Полгода миновало, и настала зима.
Шел пушистый белый снег. Как в кино.
До Нового года оставалось всего ничего.
Пустое Рублево-Успенское шоссе прямо и криво ложилось под колеса голубой машины победа. За рулем находилась пигалица, недавно выучившаяся водить. Руль предоставил мужчина, Игорь Бургман его звали. Знакомство состоялось благодаря Юре Вислоусову, который продолжал со школы безнадежно ухаживать за пигалицей, время от времени скромно хвалясь ею друзьям. Судьбе по-прежнему было угодно выписывать рифмованные кренделя. Молодой дипломат Юра Вислоусов упустит пигалицу, передав ее из рук в руки приятелю и сопернику Игорю Бургману, чьей женой она станет. Через пару десятков лет другой приятель Игоря, военный летчик Вадим Юдин, лениво волочившийся за экс-пигалицей, как замужней, так и разведенной, добьется в конце концов согласия на свидание в Домжуре, куда притащится зачем-то не один, а с приятелем Валерием Николаевым. И все повторится: друг обернется соперником, экс-пигалица выйдет замуж за Валерия Николаева.

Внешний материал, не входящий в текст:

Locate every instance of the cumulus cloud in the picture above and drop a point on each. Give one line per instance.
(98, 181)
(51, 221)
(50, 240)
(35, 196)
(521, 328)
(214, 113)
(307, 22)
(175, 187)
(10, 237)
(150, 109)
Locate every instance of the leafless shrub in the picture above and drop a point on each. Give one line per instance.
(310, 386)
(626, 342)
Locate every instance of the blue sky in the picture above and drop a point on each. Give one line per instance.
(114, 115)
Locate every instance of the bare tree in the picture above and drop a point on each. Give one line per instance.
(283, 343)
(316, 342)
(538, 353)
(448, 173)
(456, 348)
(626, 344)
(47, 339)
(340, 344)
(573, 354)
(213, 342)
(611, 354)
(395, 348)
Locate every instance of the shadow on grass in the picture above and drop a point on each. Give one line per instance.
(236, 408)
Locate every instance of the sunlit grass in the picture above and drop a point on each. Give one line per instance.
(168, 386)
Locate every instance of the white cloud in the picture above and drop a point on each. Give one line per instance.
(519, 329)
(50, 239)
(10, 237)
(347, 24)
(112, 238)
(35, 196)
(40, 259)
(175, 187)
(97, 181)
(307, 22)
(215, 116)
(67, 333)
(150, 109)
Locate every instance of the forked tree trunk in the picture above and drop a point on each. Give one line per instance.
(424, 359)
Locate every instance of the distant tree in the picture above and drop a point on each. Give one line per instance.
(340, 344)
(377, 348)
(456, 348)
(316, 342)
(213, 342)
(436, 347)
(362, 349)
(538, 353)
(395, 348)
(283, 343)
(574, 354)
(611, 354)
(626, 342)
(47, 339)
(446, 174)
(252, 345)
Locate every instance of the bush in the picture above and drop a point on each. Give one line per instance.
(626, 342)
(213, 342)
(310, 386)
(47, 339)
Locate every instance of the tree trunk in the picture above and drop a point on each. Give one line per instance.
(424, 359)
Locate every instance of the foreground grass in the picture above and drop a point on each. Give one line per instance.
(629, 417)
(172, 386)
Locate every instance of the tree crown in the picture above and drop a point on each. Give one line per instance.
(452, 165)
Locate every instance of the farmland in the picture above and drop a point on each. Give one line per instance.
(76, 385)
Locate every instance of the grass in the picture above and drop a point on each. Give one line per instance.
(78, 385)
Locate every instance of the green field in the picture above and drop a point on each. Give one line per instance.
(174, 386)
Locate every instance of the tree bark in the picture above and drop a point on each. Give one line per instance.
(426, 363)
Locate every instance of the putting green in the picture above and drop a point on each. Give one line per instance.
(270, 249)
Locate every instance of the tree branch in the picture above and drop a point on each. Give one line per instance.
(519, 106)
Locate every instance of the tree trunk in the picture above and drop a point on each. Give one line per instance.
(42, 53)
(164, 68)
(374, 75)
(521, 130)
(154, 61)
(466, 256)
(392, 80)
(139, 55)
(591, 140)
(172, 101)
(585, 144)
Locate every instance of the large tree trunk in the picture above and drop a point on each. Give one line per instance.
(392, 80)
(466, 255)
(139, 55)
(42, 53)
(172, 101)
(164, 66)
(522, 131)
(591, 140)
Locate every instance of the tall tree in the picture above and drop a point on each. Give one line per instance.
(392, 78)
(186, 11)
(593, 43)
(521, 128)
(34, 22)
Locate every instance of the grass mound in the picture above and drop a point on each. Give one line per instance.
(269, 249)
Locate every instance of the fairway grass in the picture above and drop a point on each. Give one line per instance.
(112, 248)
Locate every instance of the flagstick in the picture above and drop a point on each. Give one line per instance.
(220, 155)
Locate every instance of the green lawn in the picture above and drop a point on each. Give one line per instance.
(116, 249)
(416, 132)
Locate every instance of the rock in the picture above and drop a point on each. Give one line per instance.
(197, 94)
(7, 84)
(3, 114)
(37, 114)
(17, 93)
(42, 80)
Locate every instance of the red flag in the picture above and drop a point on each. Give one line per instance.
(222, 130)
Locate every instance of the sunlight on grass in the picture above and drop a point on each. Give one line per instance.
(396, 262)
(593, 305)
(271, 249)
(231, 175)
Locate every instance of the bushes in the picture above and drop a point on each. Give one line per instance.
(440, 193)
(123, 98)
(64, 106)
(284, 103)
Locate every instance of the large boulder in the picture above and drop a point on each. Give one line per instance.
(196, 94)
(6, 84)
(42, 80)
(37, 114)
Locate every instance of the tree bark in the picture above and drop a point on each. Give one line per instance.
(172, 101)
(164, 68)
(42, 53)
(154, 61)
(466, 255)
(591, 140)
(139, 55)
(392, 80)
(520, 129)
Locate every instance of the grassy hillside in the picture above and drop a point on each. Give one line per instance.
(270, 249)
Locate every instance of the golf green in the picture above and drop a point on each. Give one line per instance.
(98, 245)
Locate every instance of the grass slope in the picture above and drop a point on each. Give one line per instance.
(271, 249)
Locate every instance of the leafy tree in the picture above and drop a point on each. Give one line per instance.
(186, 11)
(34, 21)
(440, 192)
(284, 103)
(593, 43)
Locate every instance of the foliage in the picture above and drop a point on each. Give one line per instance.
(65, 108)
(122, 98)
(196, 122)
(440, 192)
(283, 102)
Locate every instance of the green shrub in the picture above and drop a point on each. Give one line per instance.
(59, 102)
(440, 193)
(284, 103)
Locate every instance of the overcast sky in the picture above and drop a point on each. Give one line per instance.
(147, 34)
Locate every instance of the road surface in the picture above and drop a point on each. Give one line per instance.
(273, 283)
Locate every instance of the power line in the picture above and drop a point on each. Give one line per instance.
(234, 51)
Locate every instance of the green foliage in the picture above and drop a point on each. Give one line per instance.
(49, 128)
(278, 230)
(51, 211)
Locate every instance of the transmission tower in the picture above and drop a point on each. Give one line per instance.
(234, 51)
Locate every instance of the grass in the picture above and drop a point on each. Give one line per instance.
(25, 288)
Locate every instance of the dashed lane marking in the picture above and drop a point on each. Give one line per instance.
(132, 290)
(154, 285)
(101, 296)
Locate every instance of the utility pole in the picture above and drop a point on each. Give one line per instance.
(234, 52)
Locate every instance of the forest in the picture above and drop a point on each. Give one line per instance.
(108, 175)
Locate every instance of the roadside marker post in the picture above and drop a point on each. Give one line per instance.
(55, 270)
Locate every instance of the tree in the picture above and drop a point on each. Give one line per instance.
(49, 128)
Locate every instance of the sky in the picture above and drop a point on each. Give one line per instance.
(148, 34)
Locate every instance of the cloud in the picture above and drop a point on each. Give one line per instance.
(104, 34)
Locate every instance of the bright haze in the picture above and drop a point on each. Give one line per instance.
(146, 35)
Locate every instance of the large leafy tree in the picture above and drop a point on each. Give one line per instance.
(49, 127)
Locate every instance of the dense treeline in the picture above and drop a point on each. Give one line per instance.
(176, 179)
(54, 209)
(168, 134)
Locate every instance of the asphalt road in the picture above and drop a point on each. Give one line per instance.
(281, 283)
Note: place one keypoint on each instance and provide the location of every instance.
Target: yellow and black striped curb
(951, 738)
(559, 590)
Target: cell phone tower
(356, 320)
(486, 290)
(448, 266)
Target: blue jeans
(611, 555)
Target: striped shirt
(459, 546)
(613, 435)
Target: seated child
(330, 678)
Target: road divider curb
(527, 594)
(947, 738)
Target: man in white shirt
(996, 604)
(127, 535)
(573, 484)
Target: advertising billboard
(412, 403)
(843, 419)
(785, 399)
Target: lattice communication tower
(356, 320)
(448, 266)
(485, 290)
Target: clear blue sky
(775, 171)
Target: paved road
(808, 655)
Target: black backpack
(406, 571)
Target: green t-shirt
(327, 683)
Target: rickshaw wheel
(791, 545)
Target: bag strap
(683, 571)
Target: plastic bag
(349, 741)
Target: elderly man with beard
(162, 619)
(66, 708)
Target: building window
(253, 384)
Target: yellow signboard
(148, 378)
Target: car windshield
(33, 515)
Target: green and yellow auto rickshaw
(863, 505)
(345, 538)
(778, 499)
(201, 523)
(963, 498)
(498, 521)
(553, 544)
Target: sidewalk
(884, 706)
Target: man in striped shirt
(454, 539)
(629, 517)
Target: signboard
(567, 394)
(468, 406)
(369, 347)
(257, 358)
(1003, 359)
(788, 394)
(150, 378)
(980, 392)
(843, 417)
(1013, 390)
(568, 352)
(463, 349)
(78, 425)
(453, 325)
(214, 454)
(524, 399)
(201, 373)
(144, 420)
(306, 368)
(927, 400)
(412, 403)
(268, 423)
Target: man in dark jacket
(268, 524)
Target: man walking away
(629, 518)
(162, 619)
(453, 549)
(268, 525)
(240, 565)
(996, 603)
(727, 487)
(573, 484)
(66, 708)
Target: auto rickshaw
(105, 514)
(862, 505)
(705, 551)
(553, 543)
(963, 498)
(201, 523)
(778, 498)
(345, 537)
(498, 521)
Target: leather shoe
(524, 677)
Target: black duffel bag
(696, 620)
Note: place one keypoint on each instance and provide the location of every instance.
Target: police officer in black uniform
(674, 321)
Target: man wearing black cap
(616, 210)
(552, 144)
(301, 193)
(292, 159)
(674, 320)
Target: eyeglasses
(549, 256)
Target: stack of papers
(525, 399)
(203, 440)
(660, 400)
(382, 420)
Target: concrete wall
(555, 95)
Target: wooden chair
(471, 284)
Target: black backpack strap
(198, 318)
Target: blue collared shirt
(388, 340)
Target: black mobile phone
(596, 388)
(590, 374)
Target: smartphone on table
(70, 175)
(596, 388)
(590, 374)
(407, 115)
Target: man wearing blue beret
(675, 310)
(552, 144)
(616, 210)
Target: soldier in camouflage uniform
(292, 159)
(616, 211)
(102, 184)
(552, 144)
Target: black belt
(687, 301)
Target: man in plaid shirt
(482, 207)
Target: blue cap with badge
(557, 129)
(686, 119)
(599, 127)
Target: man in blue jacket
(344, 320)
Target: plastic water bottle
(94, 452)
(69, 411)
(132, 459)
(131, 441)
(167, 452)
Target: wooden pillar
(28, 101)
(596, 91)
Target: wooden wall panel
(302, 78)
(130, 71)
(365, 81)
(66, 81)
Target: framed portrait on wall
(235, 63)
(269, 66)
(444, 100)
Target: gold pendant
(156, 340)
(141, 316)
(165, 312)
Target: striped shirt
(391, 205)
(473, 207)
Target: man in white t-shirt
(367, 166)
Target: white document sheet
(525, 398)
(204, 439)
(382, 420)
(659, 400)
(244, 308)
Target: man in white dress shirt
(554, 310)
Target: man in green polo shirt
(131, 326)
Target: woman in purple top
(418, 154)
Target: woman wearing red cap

Недавно мы с Валешей забыли отпраздновать нашу серебряную свадьбу.
А в те поры пигалица гонит от себя тоску, гоняя по заснеженным дорогам родины, а тоска безотвязна, и безотвязна мысль, что на носу Новый год, а она несчастна. Она имеет права, но не имеет машины и потому водит чужие. На крутом повороте голубую победу Игоря Бургмана неспешно волочет в кювет, автомобилистка за рулем на мгновение теряет сознание, а обретя его через мгновение, обнаруживает себя в перевернутом виде.
Машина лежит в кювете в положении на крыше. Двери заклинило, кроме одной, через которую спортивный Игорь Бургман ловко выбирается сам и вытаскивает пигалицу. Только что вокруг царило полное безлюдье, тут же парочку окружает вышедший из молчаливого леса народ. Охраняющие правительственную трассу гэбисты выскакивают изо всех кустов. Это действует на пигалицу едва ли не сильней аварии. А еще сильнее действует поведение Игоря. Не обращая ни на что и ни на кого внимания, он принимается любовно выбирать из ее волос осколки лобового стекла.
На поступившее предложение вместе встретить Новый год пигалица, естественно, считающая себя виноватой и обязанной, отвечает согласием.
Встречали дома у Игоря. Нарядная елка, много гостей и гостий, много смеха, бьют куранты, пробки от шампанского летят в потолок, тосты, закуски, музыка из бабинного магнитофона, танцы. Танцуя с пигалицей, хозяин дома делает еще одно предложение: стать его женой. По-прежнему считающая себя виноватой и обязанной, пигалица без раздумий говорит да. Кто он такой, представляет себе смутно. Расспрашивать считает неловким. Возможно, ее больше занимает тайна игры как таковой, нежели раскрытые карты или даже выигрыш. А может быть, она ощущает себя даже не игроком, а картой.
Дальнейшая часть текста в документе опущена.